BRUSSELS (Reuters) – One million employees in Belgium are expected to receive an automatic pay raise of 11.59% on January 1st 2023 due to record inflation in the country, HR services provider SD Worx said on Friday.
Annual inflation in Belgium hit 12.27% in October 2022, its highest since June 1975, as food and energy costs soared, Belgian statistics office Statbel calculated.
In Belgium, the wages of all workers are linked to inflation by law so that their purchasing power remains the same.

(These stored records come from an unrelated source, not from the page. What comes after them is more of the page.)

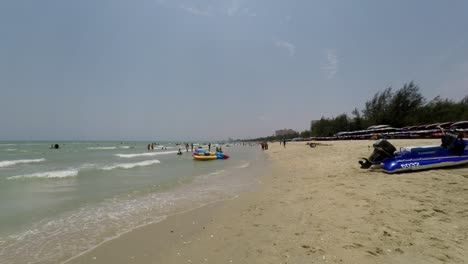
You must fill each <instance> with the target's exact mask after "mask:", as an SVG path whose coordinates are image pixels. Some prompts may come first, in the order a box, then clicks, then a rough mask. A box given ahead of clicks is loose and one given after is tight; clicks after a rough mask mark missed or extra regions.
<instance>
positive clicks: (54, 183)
mask: <svg viewBox="0 0 468 264" xmlns="http://www.w3.org/2000/svg"><path fill="white" fill-rule="evenodd" d="M59 144H60V146H61V148H60V149H58V150H53V149H49V146H50V144H49V143H48V142H0V210H1V211H2V214H1V215H0V227H1V228H0V262H1V263H57V262H63V261H65V260H67V259H69V258H72V257H74V256H76V255H78V254H80V253H82V252H84V251H87V250H89V249H91V248H93V247H96V246H97V245H99V244H101V243H103V242H105V241H107V240H109V239H112V238H114V237H117V236H119V235H121V234H122V233H125V232H128V231H130V230H132V229H134V228H136V227H139V226H143V225H146V224H151V223H156V222H159V221H161V220H163V219H165V218H166V217H167V216H168V215H171V214H174V213H178V212H181V211H185V210H189V209H193V208H197V207H200V206H202V205H203V204H207V203H211V202H213V201H217V200H223V199H228V198H232V197H235V196H236V195H238V194H239V193H241V192H244V191H248V190H252V189H253V188H256V185H257V180H258V178H257V175H259V174H260V173H261V172H262V171H263V170H265V169H266V168H267V165H266V164H267V161H266V158H265V156H264V155H263V153H262V152H261V151H259V150H258V148H257V147H250V146H231V147H224V148H223V150H224V151H225V153H227V154H228V155H230V157H231V158H230V159H228V160H217V161H208V162H197V161H194V160H193V159H192V157H191V153H190V152H185V149H184V152H183V153H184V154H183V155H182V156H177V155H176V152H177V149H178V146H176V145H175V144H171V143H166V144H165V147H164V149H161V148H162V147H161V146H158V147H157V149H156V150H154V151H151V152H148V151H147V150H146V143H144V142H130V143H128V142H125V143H124V142H60V143H59Z"/></svg>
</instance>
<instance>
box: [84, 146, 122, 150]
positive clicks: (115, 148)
mask: <svg viewBox="0 0 468 264" xmlns="http://www.w3.org/2000/svg"><path fill="white" fill-rule="evenodd" d="M116 148H117V147H89V148H88V149H92V150H96V149H116Z"/></svg>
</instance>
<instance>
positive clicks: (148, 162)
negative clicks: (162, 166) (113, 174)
mask: <svg viewBox="0 0 468 264" xmlns="http://www.w3.org/2000/svg"><path fill="white" fill-rule="evenodd" d="M157 163H161V162H160V161H159V160H145V161H140V162H133V163H117V164H114V165H110V166H106V167H103V168H102V169H103V170H113V169H131V168H134V167H142V166H149V165H153V164H157Z"/></svg>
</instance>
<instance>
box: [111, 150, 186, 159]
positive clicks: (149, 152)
mask: <svg viewBox="0 0 468 264" xmlns="http://www.w3.org/2000/svg"><path fill="white" fill-rule="evenodd" d="M175 153H177V151H163V152H148V153H138V154H115V155H114V156H117V157H120V158H135V157H151V156H157V155H167V154H175Z"/></svg>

How wage indexation is calculated in Belgium depends on the sector but people whose pay is re-calculated each year on January 1st – some one million employees – can expect a pay rise of more or less 11.59%, Geert Vermeir from SD Worx told Reuters.

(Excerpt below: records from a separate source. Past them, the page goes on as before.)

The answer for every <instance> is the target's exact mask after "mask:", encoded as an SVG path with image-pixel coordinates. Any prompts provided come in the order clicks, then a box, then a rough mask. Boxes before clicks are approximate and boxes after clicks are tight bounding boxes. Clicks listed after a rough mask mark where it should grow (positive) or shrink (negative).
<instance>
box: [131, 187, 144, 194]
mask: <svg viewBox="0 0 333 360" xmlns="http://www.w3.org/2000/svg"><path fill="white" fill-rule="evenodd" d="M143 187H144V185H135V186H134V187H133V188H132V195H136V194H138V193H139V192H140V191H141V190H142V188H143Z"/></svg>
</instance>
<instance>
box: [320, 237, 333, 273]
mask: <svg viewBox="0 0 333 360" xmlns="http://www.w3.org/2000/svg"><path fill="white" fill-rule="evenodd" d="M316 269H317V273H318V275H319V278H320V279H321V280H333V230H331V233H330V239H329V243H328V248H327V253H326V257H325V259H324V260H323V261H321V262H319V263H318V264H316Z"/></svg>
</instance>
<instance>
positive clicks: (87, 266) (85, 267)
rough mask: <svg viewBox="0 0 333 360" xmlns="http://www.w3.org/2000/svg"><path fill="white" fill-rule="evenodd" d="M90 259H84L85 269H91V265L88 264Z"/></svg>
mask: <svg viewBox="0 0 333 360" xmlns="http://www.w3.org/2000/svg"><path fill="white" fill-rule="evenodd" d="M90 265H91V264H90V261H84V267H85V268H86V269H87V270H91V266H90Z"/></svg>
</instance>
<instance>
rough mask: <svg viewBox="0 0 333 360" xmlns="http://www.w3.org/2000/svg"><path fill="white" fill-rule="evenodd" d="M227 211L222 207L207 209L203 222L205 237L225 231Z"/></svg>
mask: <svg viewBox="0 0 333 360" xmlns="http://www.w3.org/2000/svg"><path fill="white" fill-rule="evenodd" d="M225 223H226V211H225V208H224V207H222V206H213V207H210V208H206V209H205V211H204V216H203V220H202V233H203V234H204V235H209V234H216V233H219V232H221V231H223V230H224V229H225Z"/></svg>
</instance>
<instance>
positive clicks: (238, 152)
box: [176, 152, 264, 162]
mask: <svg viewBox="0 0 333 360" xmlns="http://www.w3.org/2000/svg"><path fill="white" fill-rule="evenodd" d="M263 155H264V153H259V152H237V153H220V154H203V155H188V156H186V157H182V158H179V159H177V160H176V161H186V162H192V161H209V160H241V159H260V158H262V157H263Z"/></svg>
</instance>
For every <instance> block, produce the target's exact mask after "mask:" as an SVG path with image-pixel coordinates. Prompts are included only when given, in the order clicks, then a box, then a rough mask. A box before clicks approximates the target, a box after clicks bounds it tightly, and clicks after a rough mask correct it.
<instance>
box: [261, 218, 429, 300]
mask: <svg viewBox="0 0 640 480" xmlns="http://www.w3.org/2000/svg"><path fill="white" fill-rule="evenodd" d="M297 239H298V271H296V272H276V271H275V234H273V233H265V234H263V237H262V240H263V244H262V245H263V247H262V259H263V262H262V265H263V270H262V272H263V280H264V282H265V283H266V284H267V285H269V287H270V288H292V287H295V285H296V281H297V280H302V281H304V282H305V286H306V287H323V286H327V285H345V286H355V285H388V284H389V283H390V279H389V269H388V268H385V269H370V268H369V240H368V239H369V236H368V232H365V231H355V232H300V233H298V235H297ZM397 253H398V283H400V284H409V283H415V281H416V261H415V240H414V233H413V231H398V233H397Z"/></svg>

The one million employees work for about 60,000 companies.
On January 1st of this year, employees from the same sectors enjoyed a pay raise of some 3%.
“The (wage indexation) system protects the purchasing power of employees, but some companies, such as cafés, will not be able to pass this coming pay increase on to their customers and might struggle”, Vermeir said.
Back in August, when inflation already was high but not as high as now, SD Worx predicted a “historically high” pay raise of 10%. The current number of 11.59% is unlikely to go down but might still go up, Vermeir said.
A definite number is expected by the end of December.
Belgium and Luxembourg are the only two countries in the European Union that have an wage indexing system in place.